A conservative Christian ethicist told students at a Baptist college March 2 that Marxist ideologies have gained a foothold in at least two of the six seminaries owned and operated by the Southern Baptist Convention.
Craig Vincent Mitchell, president of the Dallas-based Ethics and Political Economy Center, made the comments in response to a question following a lecture on “the real issue with social justice” at Louisiana College, a private Christian school affiliated with the Louisiana Baptist Convention.
Asked about a controversial SBC resolution last year affirming the use of frameworks such as critical race theory and intersectionality as “analytical tools” to aid in evaluating human experiences, Mitchell replied: “Okay, you want to know what they’ve neglected to mention in that definition? It is a useful analytical tool if you are a Marxist.”
Mitchell, an ordained Baptist minister, earned both his M.Div. and Ph.D. at Southwestern Baptist Theological Seminary in Fort Worth, Texas, before serving on faculty as associate professor of cultural studies from 2002 until 2014.
He serves as senior fellow for the Cornwall Alliance for the Stewardship of Creation, an evangelical network skeptical of climate change formed in 2005 to counter efforts by evangelical leaders to fight global warming.
He is a board member for the Institute of Religion and Democracy, a conservative think tank that promotes theological and political conservativism in mainline Protestantism, and served as a research fellow for the SBC Ethics & Religious Liberty Commission from 2005 until 2014.
Mitchell said in his lecture that ideas of intersectionality, critical theory and gender politics being discussed in today’s “drive for social justice” developed from adaptations of Marxist philosophy dating back to the 1880s.
Critical race theory is an idea from social sciences that racial inequality is the result of structures created by white people to maintain their place of privilege. Intersectionality goes a step further, asserting that people are often disadvantaged for multiple overlapping reasons including race, class, gender identity, sexual orientation and other social markers.
Asked by a student which seminaries are teaching critical race theory, Mitchell said: “I taught at Southwestern for 12 years. I still have a bunch of friends who are on faculty there. There’s nobody I know at Southwestern who’s actually teaching critical race theory, nobody who’s actually teaching intersectionality there.”
In comments reported by the Louisiana Baptist Message with a link to audio of his full address, Mitchell named a particular professor at Southeastern Baptist Theological Seminary he said is teaching critical race theory. Looking at some of the things the professor has said, Mitchell commented, “Frankly I am surprised he is still on the faculty.”
He named three professors at Southern Baptist Theological Seminary in Louisville, Kentucky, including a New Testament professor who by all accounts “doesn’t really teach New Testament; he just teaches critical race theory.”
Mitchell said he is not aware of anyone at New Orleans Baptist Theological Seminary teaching such views.
“Jamie Dew is the new president,” he said. “I’ve known Jamie for years. I don’t think Jamie would go for that. But then I never imagined that Danny Akin or Al Mohler would support this sort of thing.”

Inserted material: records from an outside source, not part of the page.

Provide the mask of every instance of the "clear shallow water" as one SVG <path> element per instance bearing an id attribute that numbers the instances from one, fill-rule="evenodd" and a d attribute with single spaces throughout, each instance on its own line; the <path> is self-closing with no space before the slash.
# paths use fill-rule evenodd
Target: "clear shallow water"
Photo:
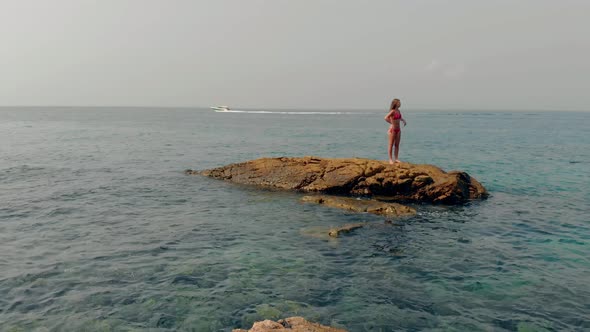
<path id="1" fill-rule="evenodd" d="M 385 159 L 382 116 L 0 109 L 0 330 L 292 315 L 350 331 L 590 329 L 590 113 L 406 111 L 402 160 L 465 170 L 492 196 L 393 226 L 183 174 Z M 372 226 L 310 236 L 359 221 Z"/>

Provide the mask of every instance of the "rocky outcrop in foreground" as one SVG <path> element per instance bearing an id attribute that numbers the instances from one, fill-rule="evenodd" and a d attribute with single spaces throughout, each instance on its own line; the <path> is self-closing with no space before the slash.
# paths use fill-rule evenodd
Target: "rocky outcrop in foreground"
<path id="1" fill-rule="evenodd" d="M 353 212 L 367 212 L 387 217 L 410 216 L 416 214 L 416 210 L 409 206 L 351 197 L 312 195 L 303 196 L 301 201 L 335 207 Z"/>
<path id="2" fill-rule="evenodd" d="M 394 201 L 461 204 L 488 196 L 486 189 L 465 172 L 360 158 L 262 158 L 186 173 L 267 188 L 380 196 Z"/>
<path id="3" fill-rule="evenodd" d="M 267 319 L 254 323 L 250 330 L 234 329 L 233 332 L 346 332 L 346 330 L 311 323 L 303 317 L 290 317 L 278 322 Z"/>
<path id="4" fill-rule="evenodd" d="M 344 226 L 333 227 L 333 228 L 330 228 L 330 230 L 328 231 L 328 235 L 331 237 L 339 237 L 341 234 L 350 233 L 350 232 L 354 231 L 355 229 L 363 228 L 366 225 L 367 225 L 366 222 L 359 222 L 356 224 L 346 224 Z"/>

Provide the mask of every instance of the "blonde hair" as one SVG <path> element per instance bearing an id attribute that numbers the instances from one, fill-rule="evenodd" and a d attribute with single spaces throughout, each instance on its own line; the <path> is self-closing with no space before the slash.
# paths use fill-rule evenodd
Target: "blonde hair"
<path id="1" fill-rule="evenodd" d="M 393 110 L 395 109 L 395 107 L 399 107 L 399 104 L 401 103 L 401 101 L 397 98 L 395 98 L 392 102 L 391 102 L 391 107 L 389 108 L 389 110 Z"/>

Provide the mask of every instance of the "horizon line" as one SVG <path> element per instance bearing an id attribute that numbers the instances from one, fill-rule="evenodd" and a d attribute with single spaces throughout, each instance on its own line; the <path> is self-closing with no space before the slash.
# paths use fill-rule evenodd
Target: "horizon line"
<path id="1" fill-rule="evenodd" d="M 0 108 L 128 108 L 128 109 L 199 109 L 208 110 L 210 106 L 131 106 L 131 105 L 0 105 Z M 276 111 L 357 111 L 357 112 L 378 112 L 384 111 L 384 109 L 377 108 L 326 108 L 326 107 L 300 107 L 300 108 L 285 108 L 285 107 L 242 107 L 241 110 L 276 110 Z M 503 108 L 503 109 L 492 109 L 492 108 L 429 108 L 429 107 L 404 107 L 404 109 L 410 111 L 426 111 L 426 112 L 588 112 L 589 110 L 583 109 L 523 109 L 523 108 Z"/>

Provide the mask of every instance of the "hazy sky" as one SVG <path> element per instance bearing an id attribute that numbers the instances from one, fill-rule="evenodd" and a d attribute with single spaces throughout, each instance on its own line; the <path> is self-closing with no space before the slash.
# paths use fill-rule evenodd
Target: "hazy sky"
<path id="1" fill-rule="evenodd" d="M 0 0 L 0 105 L 590 110 L 588 0 Z"/>

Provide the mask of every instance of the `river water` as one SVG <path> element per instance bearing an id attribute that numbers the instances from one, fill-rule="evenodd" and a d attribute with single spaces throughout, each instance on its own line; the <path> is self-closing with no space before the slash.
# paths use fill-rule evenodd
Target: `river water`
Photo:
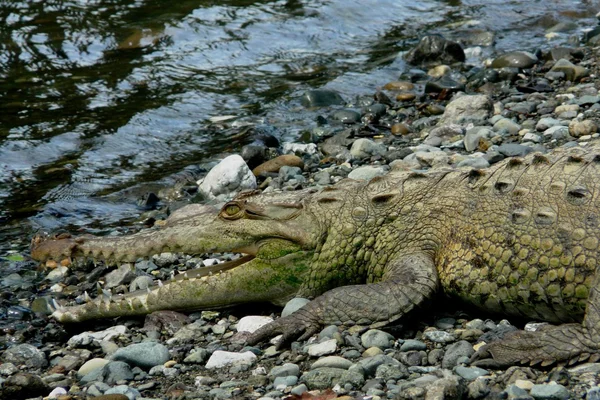
<path id="1" fill-rule="evenodd" d="M 558 22 L 575 24 L 558 43 L 580 35 L 598 10 L 566 0 L 3 0 L 0 254 L 40 229 L 132 224 L 141 195 L 238 152 L 249 126 L 296 139 L 314 126 L 304 91 L 372 94 L 409 68 L 399 54 L 423 34 L 489 30 L 495 51 L 534 50 Z"/>

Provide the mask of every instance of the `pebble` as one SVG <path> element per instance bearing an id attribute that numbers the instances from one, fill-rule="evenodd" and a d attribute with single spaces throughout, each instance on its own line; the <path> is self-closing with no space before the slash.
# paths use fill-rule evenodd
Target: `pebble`
<path id="1" fill-rule="evenodd" d="M 118 349 L 111 357 L 115 361 L 125 361 L 131 366 L 152 368 L 169 361 L 169 349 L 156 342 L 143 342 L 130 344 Z"/>
<path id="2" fill-rule="evenodd" d="M 567 400 L 571 397 L 569 390 L 558 384 L 533 385 L 529 394 L 536 400 Z"/>
<path id="3" fill-rule="evenodd" d="M 281 316 L 287 317 L 288 315 L 292 314 L 294 311 L 299 310 L 308 303 L 310 303 L 309 299 L 304 299 L 302 297 L 294 297 L 285 304 L 285 307 L 283 307 L 283 310 L 281 310 Z"/>
<path id="4" fill-rule="evenodd" d="M 9 347 L 2 354 L 2 361 L 27 368 L 43 368 L 48 365 L 46 355 L 30 344 Z"/>
<path id="5" fill-rule="evenodd" d="M 327 354 L 334 353 L 337 350 L 337 340 L 329 339 L 321 343 L 311 344 L 308 346 L 308 355 L 313 357 L 321 357 Z"/>
<path id="6" fill-rule="evenodd" d="M 488 96 L 463 95 L 448 103 L 439 124 L 485 125 L 493 110 L 494 103 Z"/>
<path id="7" fill-rule="evenodd" d="M 369 329 L 361 335 L 360 342 L 367 348 L 379 347 L 380 349 L 388 349 L 394 345 L 394 337 L 379 329 Z"/>
<path id="8" fill-rule="evenodd" d="M 237 323 L 237 331 L 252 333 L 271 322 L 273 322 L 273 318 L 271 318 L 271 317 L 263 317 L 260 315 L 249 315 L 249 316 L 240 318 L 240 320 Z"/>
<path id="9" fill-rule="evenodd" d="M 358 167 L 348 174 L 348 178 L 356 180 L 370 181 L 376 176 L 383 176 L 387 173 L 387 169 L 382 166 L 365 165 Z"/>
<path id="10" fill-rule="evenodd" d="M 284 154 L 279 157 L 275 157 L 269 161 L 266 161 L 252 170 L 255 176 L 260 176 L 269 172 L 277 173 L 281 167 L 298 167 L 304 168 L 304 161 L 296 155 Z"/>
<path id="11" fill-rule="evenodd" d="M 350 148 L 350 154 L 359 160 L 377 155 L 381 156 L 385 152 L 384 145 L 365 138 L 357 139 Z"/>
<path id="12" fill-rule="evenodd" d="M 347 360 L 344 357 L 327 356 L 327 357 L 322 357 L 322 358 L 318 359 L 317 361 L 315 361 L 314 363 L 312 363 L 312 365 L 310 366 L 310 369 L 324 368 L 324 367 L 348 369 L 352 365 L 353 365 L 352 361 Z"/>
<path id="13" fill-rule="evenodd" d="M 511 51 L 492 61 L 492 68 L 531 68 L 538 62 L 538 58 L 526 51 Z"/>
<path id="14" fill-rule="evenodd" d="M 598 131 L 596 123 L 590 119 L 583 121 L 573 120 L 569 123 L 569 133 L 571 136 L 580 138 L 585 135 L 591 135 Z"/>
<path id="15" fill-rule="evenodd" d="M 224 158 L 198 181 L 198 192 L 209 200 L 227 201 L 243 190 L 252 189 L 256 189 L 256 178 L 237 154 Z"/>
<path id="16" fill-rule="evenodd" d="M 251 351 L 233 353 L 230 351 L 215 351 L 206 362 L 206 369 L 225 368 L 231 366 L 250 366 L 256 362 L 256 355 Z"/>

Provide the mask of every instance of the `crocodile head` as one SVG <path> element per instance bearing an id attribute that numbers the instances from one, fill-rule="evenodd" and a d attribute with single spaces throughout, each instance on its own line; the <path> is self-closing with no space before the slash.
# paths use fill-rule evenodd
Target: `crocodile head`
<path id="1" fill-rule="evenodd" d="M 321 237 L 319 221 L 305 207 L 308 197 L 309 191 L 241 194 L 220 210 L 184 208 L 157 230 L 121 237 L 36 237 L 31 255 L 40 261 L 93 258 L 114 263 L 161 252 L 244 254 L 235 261 L 187 271 L 143 292 L 59 307 L 54 316 L 61 321 L 256 301 L 282 303 L 299 289 Z"/>

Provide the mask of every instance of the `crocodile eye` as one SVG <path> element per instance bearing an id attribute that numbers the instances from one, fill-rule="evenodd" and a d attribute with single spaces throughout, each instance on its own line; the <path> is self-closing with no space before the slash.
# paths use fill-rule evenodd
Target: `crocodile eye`
<path id="1" fill-rule="evenodd" d="M 241 208 L 237 204 L 228 204 L 223 211 L 225 211 L 225 214 L 228 216 L 234 216 L 241 211 Z"/>

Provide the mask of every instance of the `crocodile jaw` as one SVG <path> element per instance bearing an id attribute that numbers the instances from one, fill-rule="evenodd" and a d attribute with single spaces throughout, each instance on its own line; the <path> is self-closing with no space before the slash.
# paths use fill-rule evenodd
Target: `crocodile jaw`
<path id="1" fill-rule="evenodd" d="M 251 302 L 285 303 L 298 291 L 312 252 L 276 259 L 244 256 L 213 267 L 186 271 L 146 290 L 100 295 L 72 307 L 55 306 L 52 316 L 63 323 L 145 315 L 160 310 L 194 311 Z"/>

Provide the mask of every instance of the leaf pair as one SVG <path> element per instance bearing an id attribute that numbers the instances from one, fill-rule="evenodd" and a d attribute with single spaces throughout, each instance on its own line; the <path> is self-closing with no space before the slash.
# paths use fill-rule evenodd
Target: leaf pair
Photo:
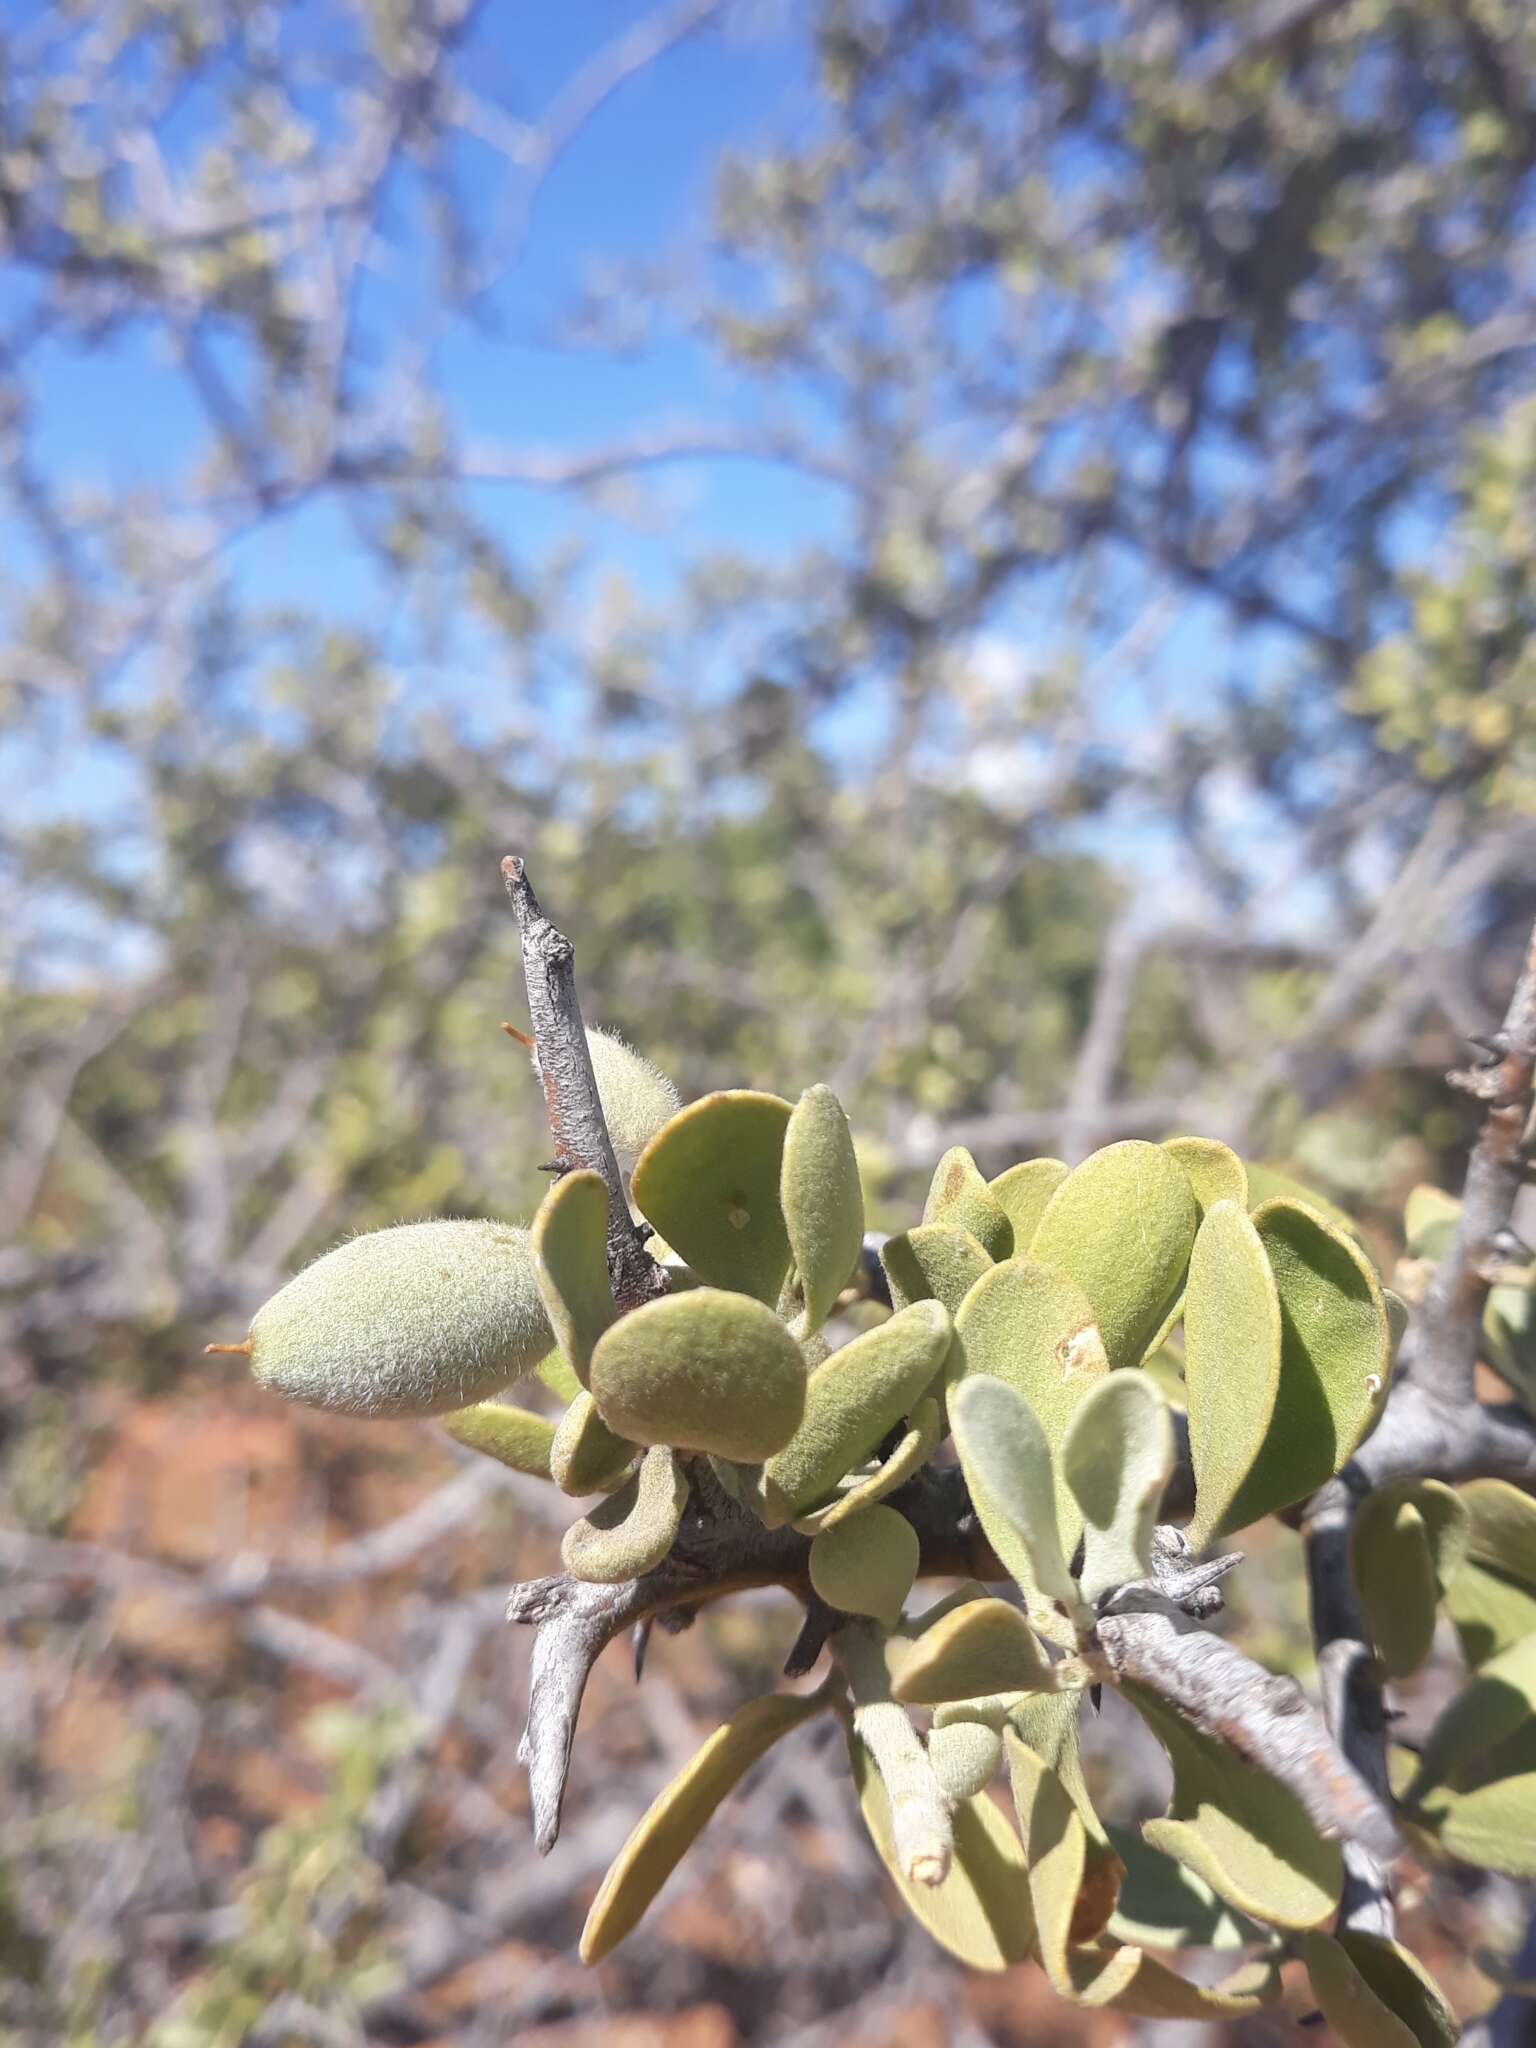
<path id="1" fill-rule="evenodd" d="M 1184 1304 L 1196 1549 L 1304 1499 L 1381 1412 L 1391 1330 L 1353 1240 L 1277 1198 L 1208 1210 Z"/>
<path id="2" fill-rule="evenodd" d="M 1491 1657 L 1452 1700 L 1404 1799 L 1450 1855 L 1536 1877 L 1536 1635 Z"/>
<path id="3" fill-rule="evenodd" d="M 1405 1479 L 1355 1510 L 1349 1562 L 1382 1668 L 1405 1678 L 1429 1655 L 1435 1614 L 1466 1563 L 1472 1517 L 1435 1479 Z"/>
<path id="4" fill-rule="evenodd" d="M 1167 1404 L 1143 1375 L 1092 1382 L 1050 1430 L 1015 1387 L 976 1373 L 955 1388 L 950 1420 L 977 1518 L 1044 1632 L 1063 1640 L 1060 1621 L 1075 1625 L 1114 1587 L 1148 1575 L 1174 1440 Z M 1083 1539 L 1076 1579 L 1063 1495 L 1070 1540 L 1075 1547 L 1079 1531 Z"/>

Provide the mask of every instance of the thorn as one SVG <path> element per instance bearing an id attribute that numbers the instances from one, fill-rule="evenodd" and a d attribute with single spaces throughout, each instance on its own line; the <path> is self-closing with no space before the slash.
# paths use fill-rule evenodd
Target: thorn
<path id="1" fill-rule="evenodd" d="M 633 1649 L 635 1655 L 636 1685 L 638 1685 L 641 1679 L 645 1676 L 645 1653 L 646 1650 L 650 1647 L 651 1619 L 652 1617 L 647 1615 L 644 1621 L 637 1621 L 634 1625 L 634 1628 L 630 1631 L 630 1646 Z"/>
<path id="2" fill-rule="evenodd" d="M 505 1031 L 508 1038 L 515 1038 L 518 1044 L 523 1046 L 527 1051 L 533 1051 L 533 1040 L 528 1036 L 526 1031 L 519 1031 L 515 1024 L 509 1024 L 505 1018 L 502 1019 L 501 1028 L 503 1031 Z"/>
<path id="3" fill-rule="evenodd" d="M 1103 1707 L 1103 1705 L 1104 1705 L 1104 1688 L 1103 1688 L 1103 1686 L 1102 1686 L 1102 1685 L 1090 1685 L 1090 1686 L 1089 1686 L 1089 1688 L 1088 1688 L 1088 1697 L 1089 1697 L 1089 1699 L 1090 1699 L 1090 1700 L 1092 1700 L 1092 1702 L 1093 1702 L 1093 1711 L 1094 1711 L 1094 1712 L 1095 1712 L 1095 1713 L 1097 1714 L 1097 1713 L 1098 1713 L 1098 1712 L 1100 1711 L 1100 1709 L 1101 1709 L 1101 1708 Z"/>
<path id="4" fill-rule="evenodd" d="M 1478 1051 L 1484 1055 L 1483 1060 L 1479 1062 L 1483 1066 L 1496 1067 L 1510 1050 L 1509 1033 L 1507 1031 L 1486 1033 L 1482 1031 L 1469 1031 L 1467 1033 L 1467 1043 L 1468 1045 L 1475 1045 Z"/>
<path id="5" fill-rule="evenodd" d="M 243 1344 L 205 1344 L 203 1346 L 204 1358 L 211 1358 L 216 1351 L 227 1351 L 231 1357 L 249 1358 L 251 1355 L 251 1340 L 247 1337 Z"/>

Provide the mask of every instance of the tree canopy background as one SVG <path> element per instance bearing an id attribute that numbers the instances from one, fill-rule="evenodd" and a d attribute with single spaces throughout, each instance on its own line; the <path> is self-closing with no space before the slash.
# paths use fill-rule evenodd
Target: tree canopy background
<path id="1" fill-rule="evenodd" d="M 538 1199 L 501 853 L 686 1089 L 831 1082 L 891 1224 L 950 1142 L 1198 1128 L 1389 1250 L 1536 912 L 1527 9 L 575 12 L 0 41 L 19 2040 L 584 2039 L 583 1885 L 782 1654 L 615 1678 L 622 1797 L 530 1871 L 536 1508 L 200 1356 L 347 1231 Z M 920 2006 L 814 1786 L 759 1809 L 841 1943 L 743 1824 L 731 1939 L 680 1909 L 615 2010 Z"/>

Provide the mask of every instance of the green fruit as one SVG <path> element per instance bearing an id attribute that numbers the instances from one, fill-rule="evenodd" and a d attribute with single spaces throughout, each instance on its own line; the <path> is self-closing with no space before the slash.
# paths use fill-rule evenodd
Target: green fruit
<path id="1" fill-rule="evenodd" d="M 245 1348 L 264 1387 L 343 1415 L 443 1415 L 498 1394 L 550 1346 L 528 1233 L 401 1223 L 280 1288 Z"/>
<path id="2" fill-rule="evenodd" d="M 716 1287 L 647 1302 L 592 1353 L 592 1397 L 618 1435 L 742 1465 L 771 1458 L 800 1427 L 805 1379 L 772 1309 Z"/>
<path id="3" fill-rule="evenodd" d="M 614 1155 L 628 1173 L 662 1125 L 682 1108 L 683 1098 L 659 1068 L 611 1031 L 589 1026 L 587 1051 Z"/>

Mitchell did not discuss the other two SBC seminaries: Midwestern Baptist Theological Seminary in Kansas City, Missouri, and Gateway Seminary, formerly known as Golden Gate Baptist Theological Seminary, in Los Angeles.
Despite his concerns, Mitchell said he does not believe Southern Baptists have gotten to the point where they were decades ago prior to the “conservative resurgence” that moved the denomination sharply to the right.
“I remember talking to Richard Land, who was president of the Ethics & Religious Liberty Commission before Russell Moore, and here’s one of the things that he said which really kind surprised me,” Mitchell said.
“He said, ‘You know, Craig, this is a problem, but when you keep it in perspective, it’s not as bad as it was during the conservative resurgence. We were dealing with people who didn’t believe in the Bible.’ He says, ‘We were dealing with people in some cases who didn’t even subscribe to the deity of Christ.’ He says, ‘At least we agree on the authority and sufficiency and inerrancy of the Bible.’ He says ‘We’ve got that going for us.’”
“I think in some ways it’s not as bad as it was, but in other ways it is,” Mitchell said.
“In Resolution 9 they said that critical race theory is a useful analytical tool,” he said. “Well, it is not a useful analytical tool to get people saved, I can tell you that. When you look at critical theories, the only thing that they were really concerned about is changing society in a Marxist direction.”
Mitchell said those promoting the social gospel – a view associated with New York City pastor and theologian Walter Rauschenbusch describing the Christian duty to improve the economic, moral and social conditions of the poor – distort the true gospel by turning it from the eternal to the temporal.
“And you know, I’ll be blunt: I think all those people should be removed from their positions. Plain and simple,” he said. “This stuff is not helpful for anything. In fact all it does is divide. It divides us rather than brings us together.”